Каждый год мы ближе к смерти, каждый месяц мы ближе к смерти, каждый день мы ближе к смерти, каждый час мы ближе к смерти, каждую минуту мы ближе к смерти, каждую секунду мы ближе к смерти.
Каждый секс приближает нас к могиле, каждая поездка на море приближает нас к могиле, каждый глоток воды приближает нас к могиле, каждый вдох приближает нас к могиле, каждый удар сердца приближает нас к могиле. Выхода нет. Выхода нет? Или это и есть выход?
Выход, когда вся твоя жизнь – лишь подготовка, процесс осмысления окончания твоего собственного существования – и ничего больше.
Гнев
Писк аппаратуры стих. Казалось, притихло все вокруг. Уже темно. Давно ли, а может, только что стемнело? Этого никто не заметил. Спустя некоторое время уже объявлено то, что следовало объявить; все лишнее убрано, все лишние ушли. В этой темноте и тиши нет спокойствия, это не та темнота и тишь, что баюкает озеро летней ночью, вызывая светлые грезы о прошлом и будущем, но никогда о настоящем, ведь в настоящем нет никакой романтики. Здесь чувствуется тревога. Тревога, вызывающая нервный зуд и давящие болевые позывы. Тревога, из-за которой хочется выцарапать глаза самому себе. Ее не так-то просто выдержать. Но иногда приходится.
Сначала на улицу вышел молодой человек с коричневым кейсом. Уже смеркалось, но стемнело еще не сильно. Слабая морось оседала на линзах его очков, когда он смотрел на пока еще чистое небо. Не так далеко, в той стороне, где собирались массивные черные тучи, разразился громовой раскат. Будет ливень. Глядя на парня, можно сказать, что он здесь нечастый гость и подобные визиты наносит с крайним неудовольствием, но раз надо – так надо. Лицо его выражало разочарование и глубокую отрешенность.

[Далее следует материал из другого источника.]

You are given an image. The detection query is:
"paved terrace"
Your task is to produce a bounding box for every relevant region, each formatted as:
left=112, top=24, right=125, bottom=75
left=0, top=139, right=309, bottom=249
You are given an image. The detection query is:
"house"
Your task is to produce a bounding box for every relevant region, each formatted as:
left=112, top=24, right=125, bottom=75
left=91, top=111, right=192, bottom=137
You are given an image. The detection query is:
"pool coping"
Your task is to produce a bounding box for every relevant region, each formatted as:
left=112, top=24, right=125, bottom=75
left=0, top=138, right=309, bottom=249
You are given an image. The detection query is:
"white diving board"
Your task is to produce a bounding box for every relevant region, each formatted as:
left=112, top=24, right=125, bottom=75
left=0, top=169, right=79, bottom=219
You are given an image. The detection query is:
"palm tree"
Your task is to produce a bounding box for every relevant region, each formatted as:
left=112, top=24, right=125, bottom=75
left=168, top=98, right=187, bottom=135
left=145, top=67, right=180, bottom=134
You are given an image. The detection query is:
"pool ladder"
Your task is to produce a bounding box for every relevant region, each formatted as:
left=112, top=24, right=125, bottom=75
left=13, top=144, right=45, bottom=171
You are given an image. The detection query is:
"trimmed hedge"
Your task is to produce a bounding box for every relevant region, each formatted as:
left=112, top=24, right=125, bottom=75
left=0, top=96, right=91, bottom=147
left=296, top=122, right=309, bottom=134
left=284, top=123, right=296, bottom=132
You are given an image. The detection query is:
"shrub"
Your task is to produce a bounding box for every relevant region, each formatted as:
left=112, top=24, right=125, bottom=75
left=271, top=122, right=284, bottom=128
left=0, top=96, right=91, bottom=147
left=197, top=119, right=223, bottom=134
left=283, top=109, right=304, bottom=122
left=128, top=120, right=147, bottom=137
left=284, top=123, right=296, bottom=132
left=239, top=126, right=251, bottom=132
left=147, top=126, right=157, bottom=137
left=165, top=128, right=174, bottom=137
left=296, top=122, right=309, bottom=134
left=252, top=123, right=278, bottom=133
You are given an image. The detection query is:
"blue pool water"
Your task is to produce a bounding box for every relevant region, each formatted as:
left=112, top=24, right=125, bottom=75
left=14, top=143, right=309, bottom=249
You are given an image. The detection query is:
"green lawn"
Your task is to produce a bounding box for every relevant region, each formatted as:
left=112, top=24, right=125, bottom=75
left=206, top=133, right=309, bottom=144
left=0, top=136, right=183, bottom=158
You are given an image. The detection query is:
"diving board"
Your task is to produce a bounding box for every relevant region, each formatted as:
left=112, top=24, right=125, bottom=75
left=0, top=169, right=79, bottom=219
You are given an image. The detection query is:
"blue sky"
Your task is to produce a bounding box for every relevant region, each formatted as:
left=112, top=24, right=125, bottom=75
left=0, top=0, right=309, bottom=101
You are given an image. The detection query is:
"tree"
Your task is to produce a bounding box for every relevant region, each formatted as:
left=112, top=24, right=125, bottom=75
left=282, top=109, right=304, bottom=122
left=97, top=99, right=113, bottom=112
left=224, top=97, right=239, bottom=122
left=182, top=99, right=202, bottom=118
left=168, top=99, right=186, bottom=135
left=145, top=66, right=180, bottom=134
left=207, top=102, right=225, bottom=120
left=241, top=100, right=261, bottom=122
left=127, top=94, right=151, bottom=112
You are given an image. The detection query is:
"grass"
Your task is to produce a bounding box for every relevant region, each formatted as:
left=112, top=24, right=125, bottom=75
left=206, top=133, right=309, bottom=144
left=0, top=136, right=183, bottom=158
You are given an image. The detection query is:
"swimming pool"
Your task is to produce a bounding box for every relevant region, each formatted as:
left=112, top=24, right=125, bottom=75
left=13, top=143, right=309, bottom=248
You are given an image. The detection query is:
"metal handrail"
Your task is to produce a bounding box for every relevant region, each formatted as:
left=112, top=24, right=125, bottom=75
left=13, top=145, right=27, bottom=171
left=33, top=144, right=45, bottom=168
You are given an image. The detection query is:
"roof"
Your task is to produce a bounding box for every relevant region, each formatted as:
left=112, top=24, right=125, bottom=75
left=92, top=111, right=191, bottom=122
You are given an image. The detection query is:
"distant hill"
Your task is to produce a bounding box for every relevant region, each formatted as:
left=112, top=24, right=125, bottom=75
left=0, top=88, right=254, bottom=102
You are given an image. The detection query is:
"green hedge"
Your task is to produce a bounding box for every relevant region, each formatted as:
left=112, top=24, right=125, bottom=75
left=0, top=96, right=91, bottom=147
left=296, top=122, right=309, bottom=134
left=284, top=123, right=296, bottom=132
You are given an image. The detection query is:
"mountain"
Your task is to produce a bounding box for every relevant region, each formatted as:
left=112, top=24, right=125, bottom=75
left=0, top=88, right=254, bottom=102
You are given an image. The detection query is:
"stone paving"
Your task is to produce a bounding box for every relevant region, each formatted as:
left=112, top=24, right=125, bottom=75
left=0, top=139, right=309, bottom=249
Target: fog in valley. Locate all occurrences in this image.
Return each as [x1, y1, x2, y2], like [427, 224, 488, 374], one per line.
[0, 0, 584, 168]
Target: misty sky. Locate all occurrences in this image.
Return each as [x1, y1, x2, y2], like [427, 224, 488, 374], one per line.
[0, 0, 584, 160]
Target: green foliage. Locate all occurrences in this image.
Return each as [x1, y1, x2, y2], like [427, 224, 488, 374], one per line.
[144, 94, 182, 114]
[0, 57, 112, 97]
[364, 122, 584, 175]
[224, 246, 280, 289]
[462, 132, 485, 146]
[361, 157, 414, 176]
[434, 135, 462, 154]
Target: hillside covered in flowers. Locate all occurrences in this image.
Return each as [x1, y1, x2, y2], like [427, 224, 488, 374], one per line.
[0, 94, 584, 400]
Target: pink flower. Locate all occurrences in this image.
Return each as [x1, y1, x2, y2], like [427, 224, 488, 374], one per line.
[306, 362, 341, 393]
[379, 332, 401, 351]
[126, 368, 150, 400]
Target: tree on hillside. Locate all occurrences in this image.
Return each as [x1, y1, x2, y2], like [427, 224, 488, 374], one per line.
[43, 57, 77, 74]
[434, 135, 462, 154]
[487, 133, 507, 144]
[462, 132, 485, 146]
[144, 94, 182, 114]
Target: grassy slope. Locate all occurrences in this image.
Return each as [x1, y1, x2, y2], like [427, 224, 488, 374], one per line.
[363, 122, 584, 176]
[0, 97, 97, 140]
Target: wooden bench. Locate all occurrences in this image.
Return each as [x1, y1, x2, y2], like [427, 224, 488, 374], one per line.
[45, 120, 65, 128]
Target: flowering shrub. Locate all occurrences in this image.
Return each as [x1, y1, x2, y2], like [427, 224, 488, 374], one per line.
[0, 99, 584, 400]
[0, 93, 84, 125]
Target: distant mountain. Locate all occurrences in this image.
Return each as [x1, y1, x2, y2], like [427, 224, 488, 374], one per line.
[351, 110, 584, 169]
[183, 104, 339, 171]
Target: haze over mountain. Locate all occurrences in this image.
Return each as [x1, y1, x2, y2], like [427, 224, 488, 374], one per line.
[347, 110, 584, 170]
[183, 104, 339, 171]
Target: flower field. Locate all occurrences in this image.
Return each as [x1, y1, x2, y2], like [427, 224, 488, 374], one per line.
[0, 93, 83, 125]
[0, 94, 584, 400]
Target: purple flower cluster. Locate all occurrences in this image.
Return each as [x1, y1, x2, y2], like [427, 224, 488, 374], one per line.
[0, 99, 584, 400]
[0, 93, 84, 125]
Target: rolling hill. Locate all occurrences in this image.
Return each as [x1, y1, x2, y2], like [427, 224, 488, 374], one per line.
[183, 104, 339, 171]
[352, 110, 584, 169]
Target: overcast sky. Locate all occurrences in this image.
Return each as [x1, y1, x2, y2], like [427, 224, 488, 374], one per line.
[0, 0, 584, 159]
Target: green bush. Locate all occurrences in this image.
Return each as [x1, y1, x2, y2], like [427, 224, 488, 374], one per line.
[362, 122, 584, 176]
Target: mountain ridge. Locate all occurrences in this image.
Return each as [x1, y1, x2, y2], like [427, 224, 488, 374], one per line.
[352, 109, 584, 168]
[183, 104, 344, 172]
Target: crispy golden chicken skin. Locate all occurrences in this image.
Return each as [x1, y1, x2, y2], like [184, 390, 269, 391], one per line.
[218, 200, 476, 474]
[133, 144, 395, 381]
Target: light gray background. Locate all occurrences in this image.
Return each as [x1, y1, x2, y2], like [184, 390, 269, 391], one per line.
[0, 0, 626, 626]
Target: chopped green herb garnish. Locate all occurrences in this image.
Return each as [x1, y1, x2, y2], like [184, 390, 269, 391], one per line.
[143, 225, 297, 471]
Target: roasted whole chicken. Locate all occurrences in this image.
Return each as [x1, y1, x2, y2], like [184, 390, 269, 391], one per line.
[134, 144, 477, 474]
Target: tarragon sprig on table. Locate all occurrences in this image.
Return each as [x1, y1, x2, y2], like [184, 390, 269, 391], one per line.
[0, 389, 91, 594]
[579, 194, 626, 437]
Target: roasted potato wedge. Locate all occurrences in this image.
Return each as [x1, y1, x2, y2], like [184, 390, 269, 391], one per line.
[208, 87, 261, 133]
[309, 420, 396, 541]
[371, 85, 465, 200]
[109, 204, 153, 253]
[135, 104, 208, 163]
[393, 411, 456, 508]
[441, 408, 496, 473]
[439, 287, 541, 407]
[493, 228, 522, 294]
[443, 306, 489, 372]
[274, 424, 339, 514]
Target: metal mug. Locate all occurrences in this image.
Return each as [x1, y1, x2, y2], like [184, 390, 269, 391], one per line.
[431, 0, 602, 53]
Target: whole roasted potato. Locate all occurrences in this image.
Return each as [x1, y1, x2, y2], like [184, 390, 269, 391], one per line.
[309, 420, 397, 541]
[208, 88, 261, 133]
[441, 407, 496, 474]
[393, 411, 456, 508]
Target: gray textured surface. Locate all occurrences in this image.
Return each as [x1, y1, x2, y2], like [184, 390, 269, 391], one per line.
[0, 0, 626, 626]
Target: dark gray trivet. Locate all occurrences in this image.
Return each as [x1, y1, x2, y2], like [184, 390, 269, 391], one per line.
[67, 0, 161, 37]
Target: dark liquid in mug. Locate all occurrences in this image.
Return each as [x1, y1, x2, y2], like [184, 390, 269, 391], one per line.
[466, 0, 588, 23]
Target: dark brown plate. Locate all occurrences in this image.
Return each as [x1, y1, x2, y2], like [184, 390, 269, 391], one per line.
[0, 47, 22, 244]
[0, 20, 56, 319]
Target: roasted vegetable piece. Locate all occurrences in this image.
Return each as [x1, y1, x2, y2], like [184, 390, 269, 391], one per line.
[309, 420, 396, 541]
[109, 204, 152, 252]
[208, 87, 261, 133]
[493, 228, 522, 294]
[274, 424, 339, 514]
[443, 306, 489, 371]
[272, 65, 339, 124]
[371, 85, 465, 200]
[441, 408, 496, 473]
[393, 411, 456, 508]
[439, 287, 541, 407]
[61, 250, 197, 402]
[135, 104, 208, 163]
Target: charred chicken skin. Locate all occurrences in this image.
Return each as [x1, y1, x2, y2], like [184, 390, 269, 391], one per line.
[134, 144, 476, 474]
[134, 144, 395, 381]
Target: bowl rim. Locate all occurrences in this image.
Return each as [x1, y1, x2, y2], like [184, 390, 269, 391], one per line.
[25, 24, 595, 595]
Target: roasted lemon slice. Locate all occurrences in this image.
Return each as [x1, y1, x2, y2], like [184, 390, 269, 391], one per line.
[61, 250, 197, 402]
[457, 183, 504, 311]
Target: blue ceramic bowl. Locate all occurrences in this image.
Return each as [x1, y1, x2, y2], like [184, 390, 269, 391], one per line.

Более не поднимая головы, молодой человек спустился по лестнице, но на последней ступени запнулся и его кейс раскрылся, разбросав на ветру множество листков. Бросившись, было, собирать пропажу, парень остановился, замер, огляделся, закрыл кейс и спешно засеменил к станции метро. Кажется, ничего из утраченного содержимого в теперь почти пустом чемодане больше не представляет для него интереса.
Через некоторое время за ним последовал солидного вида мужчина. О, раньше по одному его виду можно было сказать – он здесь король. Он сходил со своего трона, покидал свою территорию только для того, чтобы вскоре вернуться сюда. Гордой походкой каждый вечер мужчина шествовал в сторону парковки и открывал дверь своего новенького дорогого автомобиля, который он так любит, оглядывал в последний раз свое королевство, а после с улыбкой уезжал домой. Однако в этот раз все было иначе. Дождь все усиливался, превращаясь из редких мелких капель в настоящий ливень. Заходящее солнце едва дотягивалось до Земли последними лучами света, скрываемыми все гуще набегающими тучами. Понурив плечи, насупив брови, смотря себе под ноги, солидный мужчина чуть не проходит мимо своей шикарной машины. Что-то бормоча себе под нос, достает ключи и тут же роняет их в лужу. Слегка дрожащей рукой поднимает их и роняет вновь.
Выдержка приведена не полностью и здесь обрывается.